Support Questions
Find answers, ask questions, and share your expertise

UDF python gives different answer in pig

New Contributor

I want to write a UDF python for pig, to read lines from the file called like




and match the names and if finds any matches, then replaces it with white space. here is my python code


def list_files2(name, f):
       fin = open(f, 'r')
       for line in fin:
            final = name
            extra = 'nothing'
            if (name != name.replace(line.strip(), ' ')):
                 extra = line.strip()
                 final = name.replace(line.strip(), ' ').strip()
                 return final, extra,'insdie if'
     return final, extra, 'inside for'



Running this code in python,

>print list_files2('LLC nakisa', 'prefix.csv' )
>print list_files2('AG company', 'prefix.csv' )



('nakisa', 'LLC', 'insdie if')
('AG company', 'nothing', 'inside for')

which is exactly what I need.

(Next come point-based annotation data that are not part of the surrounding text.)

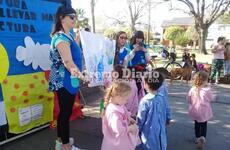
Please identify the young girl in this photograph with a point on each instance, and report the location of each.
(119, 129)
(151, 115)
(227, 60)
(200, 110)
(135, 96)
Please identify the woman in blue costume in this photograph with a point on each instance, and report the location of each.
(66, 59)
(151, 117)
(120, 52)
(138, 57)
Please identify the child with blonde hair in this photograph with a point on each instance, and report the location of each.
(151, 117)
(199, 98)
(119, 129)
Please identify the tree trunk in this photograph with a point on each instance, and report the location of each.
(93, 15)
(202, 40)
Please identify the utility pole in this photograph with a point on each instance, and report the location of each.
(93, 15)
(149, 21)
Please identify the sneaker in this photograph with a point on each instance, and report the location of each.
(71, 141)
(201, 142)
(196, 140)
(58, 145)
(75, 148)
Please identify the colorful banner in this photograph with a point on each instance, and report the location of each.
(99, 52)
(2, 114)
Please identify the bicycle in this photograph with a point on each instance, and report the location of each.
(168, 65)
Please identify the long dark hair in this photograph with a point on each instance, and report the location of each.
(57, 24)
(138, 34)
(117, 37)
(117, 48)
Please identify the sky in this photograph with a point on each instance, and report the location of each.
(113, 7)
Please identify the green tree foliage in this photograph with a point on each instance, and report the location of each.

But when I register this code as a UDF in apache pig for this sample list:



nakisa company LLC
three Oy
AG Lans
Test OOD


pig returns wrong answer on the third line:



((nakisa company,LLC,insdie if))
((three,Oy,insdie if))
((A G L a n s,,insdie if))
((Test,OOD,insdie if))



The question is why UDF enters the if loop for the third entry which does not have any match in the prefix.csv file?